The gradual adjustment of the retirement ages is a regulation to meet the challenge of population aging; addressing the goals of ensuring economic growth, social growth, and balancing to ensure jobs, preserve and sustainably develop insurance funds, resolving matters of equality and aiming to gradually reduce the gender gap.
19. Representative organization of employees
According to the Labor Code 2012, representative organization of employees means (i) the executive committee of the grassroots-level trade union or (ii) the executive committee of the immediate higher-level trade union in a non-unionized enterprise.
However, according to the Labor Code 2019, besides the grassroots-level trade unions, the new law has supplemented ” internal employee organization” which is the representative organization of employees. These two (02) organizations are equal in their rights and obligations in protecting the legitimate rights and interests of employees in labor relations. The internal employee organization is established and operates independently of the grassroots-level trade unions. This provision contributes to promoting and improving the efficiency of representation, protecting the rights and interests of employees in labor relations, in accordance with ILO Conventions, creating favorable conditions for international integration process.
Also according to the Labor Code 2019, the immediate higher-level trade union will no longer be the representative organization of employees as of 01 January 2021.
However, there is one issue that, if an enterprise has formed a grassroots-level trade union pursuant to the Labor Code 2012, would the employees in these enterprises have the right to establish “the internal employee organization”? If there are conflicts between the two labor representative organizations, how would such conflicts be resolved? These are issues that need to be specified in order to be applied in practice to maximize the benefits of employees.
20. Female employees who are pregnant or raising children shall be given priority to execute new employment contract
In addition to the previous forms of maternity protection for female employees, such as not working at night, overtime, going on a long-distance working trips when they are in the seventh month of pregnancy or raising children under 12 months of age, etc., pursuant to the Labor Code 2019, female employees are also entitled to an additional benefit, which is the priority to execute new employment contract in case their current employment contract expires during their pregnancy or the period of raising children under 12 months of age. With this, it can be seen that the rights of female employees are much more guaranteed.

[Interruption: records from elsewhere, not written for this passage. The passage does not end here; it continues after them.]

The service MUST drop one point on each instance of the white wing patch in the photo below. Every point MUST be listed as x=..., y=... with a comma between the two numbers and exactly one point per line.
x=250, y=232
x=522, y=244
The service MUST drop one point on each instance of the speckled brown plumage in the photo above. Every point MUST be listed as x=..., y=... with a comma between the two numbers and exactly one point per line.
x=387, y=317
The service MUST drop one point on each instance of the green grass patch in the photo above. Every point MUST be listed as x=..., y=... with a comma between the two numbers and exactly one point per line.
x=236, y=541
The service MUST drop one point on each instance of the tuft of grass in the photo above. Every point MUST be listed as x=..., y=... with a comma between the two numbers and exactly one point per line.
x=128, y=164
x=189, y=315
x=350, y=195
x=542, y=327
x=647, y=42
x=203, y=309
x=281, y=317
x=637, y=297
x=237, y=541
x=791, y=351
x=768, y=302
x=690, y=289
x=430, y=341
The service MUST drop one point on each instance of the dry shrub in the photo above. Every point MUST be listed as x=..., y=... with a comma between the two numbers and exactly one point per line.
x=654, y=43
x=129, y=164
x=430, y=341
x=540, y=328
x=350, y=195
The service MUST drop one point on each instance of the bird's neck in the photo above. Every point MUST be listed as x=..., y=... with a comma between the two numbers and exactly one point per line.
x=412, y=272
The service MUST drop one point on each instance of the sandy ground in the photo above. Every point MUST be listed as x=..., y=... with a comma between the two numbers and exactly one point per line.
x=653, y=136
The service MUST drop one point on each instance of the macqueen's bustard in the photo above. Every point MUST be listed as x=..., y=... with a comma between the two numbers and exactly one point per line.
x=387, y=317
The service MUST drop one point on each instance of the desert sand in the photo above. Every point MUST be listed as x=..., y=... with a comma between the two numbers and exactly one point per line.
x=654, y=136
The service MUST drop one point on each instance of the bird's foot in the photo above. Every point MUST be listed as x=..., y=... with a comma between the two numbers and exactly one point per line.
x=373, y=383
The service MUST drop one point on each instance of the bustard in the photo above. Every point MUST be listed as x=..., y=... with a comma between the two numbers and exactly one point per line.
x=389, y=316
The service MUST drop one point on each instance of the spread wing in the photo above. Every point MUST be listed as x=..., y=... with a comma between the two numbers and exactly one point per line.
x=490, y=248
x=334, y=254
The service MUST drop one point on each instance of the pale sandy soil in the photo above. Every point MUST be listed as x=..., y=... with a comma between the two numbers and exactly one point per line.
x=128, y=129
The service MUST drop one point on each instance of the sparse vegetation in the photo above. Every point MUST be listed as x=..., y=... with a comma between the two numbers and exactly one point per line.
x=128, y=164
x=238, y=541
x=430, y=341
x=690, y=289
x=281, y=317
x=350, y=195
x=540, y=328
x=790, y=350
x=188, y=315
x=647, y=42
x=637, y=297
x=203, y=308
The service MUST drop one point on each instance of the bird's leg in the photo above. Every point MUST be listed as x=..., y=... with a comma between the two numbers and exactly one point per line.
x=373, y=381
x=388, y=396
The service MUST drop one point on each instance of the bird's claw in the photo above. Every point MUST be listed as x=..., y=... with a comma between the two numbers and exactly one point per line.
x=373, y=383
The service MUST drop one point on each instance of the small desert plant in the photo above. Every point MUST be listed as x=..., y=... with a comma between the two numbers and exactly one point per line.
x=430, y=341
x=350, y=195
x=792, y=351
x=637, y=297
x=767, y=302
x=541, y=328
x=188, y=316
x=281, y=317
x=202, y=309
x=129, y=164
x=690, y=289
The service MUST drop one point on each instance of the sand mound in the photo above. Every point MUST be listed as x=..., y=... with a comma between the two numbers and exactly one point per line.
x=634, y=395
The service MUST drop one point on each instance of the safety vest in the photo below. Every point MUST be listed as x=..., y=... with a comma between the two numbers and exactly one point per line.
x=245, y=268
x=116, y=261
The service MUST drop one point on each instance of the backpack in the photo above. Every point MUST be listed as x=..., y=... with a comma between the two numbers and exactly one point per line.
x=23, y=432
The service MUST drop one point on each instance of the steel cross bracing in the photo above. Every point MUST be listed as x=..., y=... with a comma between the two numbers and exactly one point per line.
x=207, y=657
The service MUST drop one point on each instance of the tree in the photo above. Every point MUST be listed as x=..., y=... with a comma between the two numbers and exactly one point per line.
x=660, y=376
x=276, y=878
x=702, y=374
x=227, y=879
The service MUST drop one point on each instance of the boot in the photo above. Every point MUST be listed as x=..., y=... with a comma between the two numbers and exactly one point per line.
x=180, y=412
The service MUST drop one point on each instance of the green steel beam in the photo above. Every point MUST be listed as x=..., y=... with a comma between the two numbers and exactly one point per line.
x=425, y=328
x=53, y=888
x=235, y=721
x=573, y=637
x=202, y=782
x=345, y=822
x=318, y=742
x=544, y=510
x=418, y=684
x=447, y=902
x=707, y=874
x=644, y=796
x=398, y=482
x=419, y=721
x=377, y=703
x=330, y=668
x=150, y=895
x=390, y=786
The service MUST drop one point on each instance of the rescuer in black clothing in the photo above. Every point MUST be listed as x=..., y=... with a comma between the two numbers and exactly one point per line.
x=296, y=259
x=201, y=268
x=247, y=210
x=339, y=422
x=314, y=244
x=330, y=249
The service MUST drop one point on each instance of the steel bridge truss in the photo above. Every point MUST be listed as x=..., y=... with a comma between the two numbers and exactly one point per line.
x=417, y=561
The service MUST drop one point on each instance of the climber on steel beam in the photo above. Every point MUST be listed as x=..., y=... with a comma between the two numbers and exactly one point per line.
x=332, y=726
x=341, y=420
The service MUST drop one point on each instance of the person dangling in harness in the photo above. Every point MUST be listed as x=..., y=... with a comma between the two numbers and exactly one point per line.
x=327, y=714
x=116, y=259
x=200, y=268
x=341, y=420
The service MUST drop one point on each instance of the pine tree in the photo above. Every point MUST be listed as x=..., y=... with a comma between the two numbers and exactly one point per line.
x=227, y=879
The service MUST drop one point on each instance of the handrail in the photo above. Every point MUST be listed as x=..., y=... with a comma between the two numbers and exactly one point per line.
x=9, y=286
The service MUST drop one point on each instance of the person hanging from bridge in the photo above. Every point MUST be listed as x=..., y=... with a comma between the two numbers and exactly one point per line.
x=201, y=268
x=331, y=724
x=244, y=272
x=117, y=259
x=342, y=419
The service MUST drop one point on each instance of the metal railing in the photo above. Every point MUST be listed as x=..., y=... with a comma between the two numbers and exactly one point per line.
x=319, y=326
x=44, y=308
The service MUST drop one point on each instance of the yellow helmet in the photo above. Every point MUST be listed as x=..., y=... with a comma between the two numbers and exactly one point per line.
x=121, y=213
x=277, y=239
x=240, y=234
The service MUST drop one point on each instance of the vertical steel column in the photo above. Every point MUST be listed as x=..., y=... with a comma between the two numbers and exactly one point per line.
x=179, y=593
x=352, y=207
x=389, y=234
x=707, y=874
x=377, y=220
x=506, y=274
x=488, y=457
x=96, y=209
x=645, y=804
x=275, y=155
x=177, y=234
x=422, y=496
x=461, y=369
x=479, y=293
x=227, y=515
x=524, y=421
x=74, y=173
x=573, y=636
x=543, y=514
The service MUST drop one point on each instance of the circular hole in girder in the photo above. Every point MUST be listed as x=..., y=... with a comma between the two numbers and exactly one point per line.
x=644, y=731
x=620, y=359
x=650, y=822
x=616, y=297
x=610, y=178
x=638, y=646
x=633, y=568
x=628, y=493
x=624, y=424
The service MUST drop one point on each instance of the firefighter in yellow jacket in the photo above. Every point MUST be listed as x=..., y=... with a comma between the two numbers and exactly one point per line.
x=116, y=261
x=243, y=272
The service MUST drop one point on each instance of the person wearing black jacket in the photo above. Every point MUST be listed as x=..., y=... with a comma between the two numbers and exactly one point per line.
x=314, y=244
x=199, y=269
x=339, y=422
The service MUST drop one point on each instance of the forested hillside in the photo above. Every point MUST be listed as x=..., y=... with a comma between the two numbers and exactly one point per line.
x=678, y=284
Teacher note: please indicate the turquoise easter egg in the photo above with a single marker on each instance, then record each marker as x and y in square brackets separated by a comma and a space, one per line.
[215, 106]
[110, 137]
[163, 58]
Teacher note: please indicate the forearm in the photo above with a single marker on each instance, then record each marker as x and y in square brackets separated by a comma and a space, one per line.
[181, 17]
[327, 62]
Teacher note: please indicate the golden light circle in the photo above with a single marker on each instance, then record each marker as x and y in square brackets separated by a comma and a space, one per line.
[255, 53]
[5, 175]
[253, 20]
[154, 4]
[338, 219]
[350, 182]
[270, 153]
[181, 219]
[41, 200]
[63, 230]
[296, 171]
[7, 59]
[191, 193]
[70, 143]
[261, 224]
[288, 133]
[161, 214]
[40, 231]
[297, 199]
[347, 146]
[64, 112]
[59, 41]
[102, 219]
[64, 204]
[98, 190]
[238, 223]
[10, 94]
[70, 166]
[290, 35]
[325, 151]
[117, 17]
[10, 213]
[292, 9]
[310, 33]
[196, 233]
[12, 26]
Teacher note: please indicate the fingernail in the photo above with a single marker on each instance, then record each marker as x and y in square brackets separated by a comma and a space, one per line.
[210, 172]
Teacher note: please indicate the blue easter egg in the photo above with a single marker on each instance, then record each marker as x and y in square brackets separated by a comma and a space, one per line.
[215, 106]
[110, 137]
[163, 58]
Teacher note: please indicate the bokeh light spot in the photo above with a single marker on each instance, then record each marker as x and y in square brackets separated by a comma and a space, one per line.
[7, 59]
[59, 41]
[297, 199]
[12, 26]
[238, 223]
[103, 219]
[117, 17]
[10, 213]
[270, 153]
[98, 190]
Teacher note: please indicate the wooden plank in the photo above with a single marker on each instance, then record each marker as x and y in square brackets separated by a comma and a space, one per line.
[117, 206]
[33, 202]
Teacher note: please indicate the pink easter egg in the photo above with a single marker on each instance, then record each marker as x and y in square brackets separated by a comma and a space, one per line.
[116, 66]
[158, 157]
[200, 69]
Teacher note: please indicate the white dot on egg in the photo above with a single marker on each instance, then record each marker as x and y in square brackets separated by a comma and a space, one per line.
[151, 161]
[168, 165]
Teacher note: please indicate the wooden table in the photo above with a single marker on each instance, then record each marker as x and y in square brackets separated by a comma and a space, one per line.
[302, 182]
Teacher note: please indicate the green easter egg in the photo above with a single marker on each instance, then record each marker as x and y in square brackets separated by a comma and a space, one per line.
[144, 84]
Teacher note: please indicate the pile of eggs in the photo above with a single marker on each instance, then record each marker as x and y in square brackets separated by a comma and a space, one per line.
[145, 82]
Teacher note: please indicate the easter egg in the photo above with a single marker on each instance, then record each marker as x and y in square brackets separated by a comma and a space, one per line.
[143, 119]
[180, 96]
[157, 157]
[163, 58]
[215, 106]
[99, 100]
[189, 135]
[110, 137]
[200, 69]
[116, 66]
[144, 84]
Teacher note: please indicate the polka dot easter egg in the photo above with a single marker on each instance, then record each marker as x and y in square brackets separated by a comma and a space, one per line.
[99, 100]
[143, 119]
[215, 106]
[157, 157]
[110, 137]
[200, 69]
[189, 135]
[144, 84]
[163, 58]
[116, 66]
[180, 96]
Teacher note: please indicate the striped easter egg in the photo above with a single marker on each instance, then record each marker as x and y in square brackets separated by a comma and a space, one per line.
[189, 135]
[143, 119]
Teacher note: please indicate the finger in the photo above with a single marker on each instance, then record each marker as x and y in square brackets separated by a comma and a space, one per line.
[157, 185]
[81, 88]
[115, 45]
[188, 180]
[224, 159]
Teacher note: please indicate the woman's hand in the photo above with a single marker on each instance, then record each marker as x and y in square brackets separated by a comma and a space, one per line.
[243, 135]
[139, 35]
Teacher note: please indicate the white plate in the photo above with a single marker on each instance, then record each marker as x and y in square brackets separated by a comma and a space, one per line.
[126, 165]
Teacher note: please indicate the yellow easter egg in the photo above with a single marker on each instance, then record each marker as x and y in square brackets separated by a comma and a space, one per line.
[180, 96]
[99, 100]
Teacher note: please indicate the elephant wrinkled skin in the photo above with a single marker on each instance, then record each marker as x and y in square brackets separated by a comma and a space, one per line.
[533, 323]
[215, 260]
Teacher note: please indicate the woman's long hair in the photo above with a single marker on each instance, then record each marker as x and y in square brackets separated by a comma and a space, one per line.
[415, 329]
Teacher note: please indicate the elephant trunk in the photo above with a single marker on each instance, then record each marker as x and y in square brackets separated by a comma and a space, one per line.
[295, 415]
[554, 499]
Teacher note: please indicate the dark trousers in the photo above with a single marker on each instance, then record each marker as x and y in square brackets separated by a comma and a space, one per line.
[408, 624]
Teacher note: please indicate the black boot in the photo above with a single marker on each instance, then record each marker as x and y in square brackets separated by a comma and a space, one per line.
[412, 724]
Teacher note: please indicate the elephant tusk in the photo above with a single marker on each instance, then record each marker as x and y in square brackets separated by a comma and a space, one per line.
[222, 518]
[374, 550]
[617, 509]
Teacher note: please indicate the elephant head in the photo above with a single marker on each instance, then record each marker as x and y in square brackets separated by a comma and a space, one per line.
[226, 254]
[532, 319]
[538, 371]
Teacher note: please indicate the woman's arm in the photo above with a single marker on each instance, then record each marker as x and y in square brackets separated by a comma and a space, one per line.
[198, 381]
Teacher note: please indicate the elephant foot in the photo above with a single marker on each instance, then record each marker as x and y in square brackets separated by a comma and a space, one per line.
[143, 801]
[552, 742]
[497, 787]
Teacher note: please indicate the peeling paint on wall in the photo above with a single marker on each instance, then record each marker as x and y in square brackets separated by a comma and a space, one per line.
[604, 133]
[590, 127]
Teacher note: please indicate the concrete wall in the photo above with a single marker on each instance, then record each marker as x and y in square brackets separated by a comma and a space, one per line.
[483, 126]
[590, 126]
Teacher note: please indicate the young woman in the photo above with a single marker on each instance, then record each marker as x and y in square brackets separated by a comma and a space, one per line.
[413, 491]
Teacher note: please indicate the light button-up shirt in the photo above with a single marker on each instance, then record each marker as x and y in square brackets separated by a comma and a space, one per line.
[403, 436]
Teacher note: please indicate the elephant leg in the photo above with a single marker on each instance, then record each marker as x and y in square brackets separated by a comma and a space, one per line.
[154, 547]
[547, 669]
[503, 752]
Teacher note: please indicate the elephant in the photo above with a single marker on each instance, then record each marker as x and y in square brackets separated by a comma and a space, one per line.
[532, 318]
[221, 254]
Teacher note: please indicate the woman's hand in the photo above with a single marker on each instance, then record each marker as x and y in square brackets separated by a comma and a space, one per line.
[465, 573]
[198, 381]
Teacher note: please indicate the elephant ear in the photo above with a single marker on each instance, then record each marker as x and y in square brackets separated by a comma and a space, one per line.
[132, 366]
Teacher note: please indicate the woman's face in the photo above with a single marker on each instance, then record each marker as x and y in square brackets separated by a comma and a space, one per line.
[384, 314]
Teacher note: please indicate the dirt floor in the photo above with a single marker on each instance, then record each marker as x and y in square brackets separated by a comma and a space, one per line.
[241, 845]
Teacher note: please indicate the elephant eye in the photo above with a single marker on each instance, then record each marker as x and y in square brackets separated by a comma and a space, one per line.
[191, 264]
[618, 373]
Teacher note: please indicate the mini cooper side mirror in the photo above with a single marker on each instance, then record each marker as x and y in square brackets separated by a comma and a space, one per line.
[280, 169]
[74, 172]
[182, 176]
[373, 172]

21. Settlement of labor disputes
The Labor Code 2019 has supplement labor arbitration council as a competent body to settle individual labor disputes, in addition to the labor mediator and the people’s court as previously prescribed.
For collective labor disputes, the Labor Code 2019 has removed the competence of the chairpersons of district-level People’s Committees and the People’s Court, whereby only the labor mediator and the labor arbitration council have competence to settle such dispute.
From the above fundamental analysis, it can be seen that the Labor Code 2019 marked a great development step in bringing our country’s labor laws, step by step, closer to the international standards; basically harmonizing the rights of both employees and employers; partly addressing the inadequacies and problems in the labor relations that the current labor law has yet to achieve; thereby contributing to building a solid legal foundation to promote future socio-economic development.